Балбинский махнул рукой и замигал глазами.
— Мне теперь всё равно… — проворчал он, — хоть на тендере ехать. Гляжу, гляжу да, кажется, кончу тем, что с собой порешу… под поезд брошусь… Вы не можете себе, голубчик, представить, до чего заездила меня моя благоверная! То есть так заездила, что удивительно, как я еще жив до сих пор. Боже мой! Погода великолепная… воздух этот… ширь, природа… все условия для безмятежного жития. Одна мысль, что за границу едем, должна была бы, кажется, приводить в телячий восторг… Так нет! Нужно было злому року навязать мне на шею это сокровище! И ведь какая насмешка судьбы!
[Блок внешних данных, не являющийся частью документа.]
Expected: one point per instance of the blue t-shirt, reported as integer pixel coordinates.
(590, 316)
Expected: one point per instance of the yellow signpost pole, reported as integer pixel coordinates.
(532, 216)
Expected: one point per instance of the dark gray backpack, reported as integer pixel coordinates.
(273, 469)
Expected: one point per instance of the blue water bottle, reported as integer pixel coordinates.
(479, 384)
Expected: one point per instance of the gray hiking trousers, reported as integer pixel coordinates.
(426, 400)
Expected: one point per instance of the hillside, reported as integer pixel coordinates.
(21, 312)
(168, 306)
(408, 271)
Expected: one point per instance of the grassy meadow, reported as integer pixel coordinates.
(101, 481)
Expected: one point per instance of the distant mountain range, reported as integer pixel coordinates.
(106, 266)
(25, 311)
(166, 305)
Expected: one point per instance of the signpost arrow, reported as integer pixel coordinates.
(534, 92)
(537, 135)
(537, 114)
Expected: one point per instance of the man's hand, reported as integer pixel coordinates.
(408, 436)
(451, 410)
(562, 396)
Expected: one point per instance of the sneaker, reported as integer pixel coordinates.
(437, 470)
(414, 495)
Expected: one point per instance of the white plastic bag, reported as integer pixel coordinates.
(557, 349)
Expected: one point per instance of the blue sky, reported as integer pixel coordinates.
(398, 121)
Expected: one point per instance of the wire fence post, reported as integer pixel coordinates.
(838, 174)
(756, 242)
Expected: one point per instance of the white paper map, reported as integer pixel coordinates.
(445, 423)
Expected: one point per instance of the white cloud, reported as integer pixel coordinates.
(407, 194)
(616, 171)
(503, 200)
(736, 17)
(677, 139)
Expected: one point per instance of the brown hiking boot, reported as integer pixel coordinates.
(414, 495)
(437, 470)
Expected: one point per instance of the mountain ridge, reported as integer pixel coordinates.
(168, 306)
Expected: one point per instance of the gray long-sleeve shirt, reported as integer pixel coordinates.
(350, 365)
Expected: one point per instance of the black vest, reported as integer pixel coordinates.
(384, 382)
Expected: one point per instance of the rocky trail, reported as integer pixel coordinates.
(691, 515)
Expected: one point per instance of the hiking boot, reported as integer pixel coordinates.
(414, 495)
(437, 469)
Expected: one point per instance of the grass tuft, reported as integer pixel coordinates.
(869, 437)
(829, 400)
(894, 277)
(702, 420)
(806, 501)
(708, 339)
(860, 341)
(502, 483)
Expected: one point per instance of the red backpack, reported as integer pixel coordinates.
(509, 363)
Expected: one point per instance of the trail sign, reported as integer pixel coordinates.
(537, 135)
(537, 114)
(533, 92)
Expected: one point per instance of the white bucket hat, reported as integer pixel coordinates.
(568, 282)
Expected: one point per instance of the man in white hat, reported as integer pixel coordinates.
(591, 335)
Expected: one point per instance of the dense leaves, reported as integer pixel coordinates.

Нарочно, чтоб избавиться от супруги, придумал я болезнь печенок… за границу хотел удрать… Всю зиму о свободе мечтал и во сне и наяву себя одиноким видел. И что же? Навязалась со мной ехать! Уж я и так и этак — ничего! "Поеду да поеду", хоть ты тресни! Ну, вот, поехали… Предлагаю ехать во II классе… Ни за что! Как это, мол, можно так тратиться? Я ей все резоны представляю… Говорю, что и деньги у нас есть, и престиж наш падет, ежели мы будем в III классе ездить, что и душно, и вонь… не слушает! Бес экономии обуял… Теперь хоть этот багаж взять… Ну для чего мы такую массу с собой тащим? Для чего все эти узелки, картонки, сундучки и прочая дрянь? Мало того, что в багажный вагон десять пудов сдали, мы еще в нашем вагоне четыре скамьи заняли. Кондуктора то и дело просят расчистить место для публики, пассажиры сердятся, она с ними в пререкания вступает… Совестно! Верите ли? В огне горю! А отойти от нее — сохрани бог! Ни на шаг от себя не отпускает. Сиди около нее и на коленях громадную корзину держи. Сейчас вот за горячей водой послала. Ну, прилично ли прокурору суда с медным чайником ходить? Ведь тут в поезде, небось, свидетели и подсудимые мои едут! Пропал к чёрту престиж! А это, батенька, впредь мне наука! Чтоб знал, что значит личная свобода! Иной раз увлечешься и, знаете ли, ни за что ни про что человечину под стражу упечешь. Ну, теперь я понимаю… проникся… Понимаю, что значит быть под стражей! Ох, как понимаю!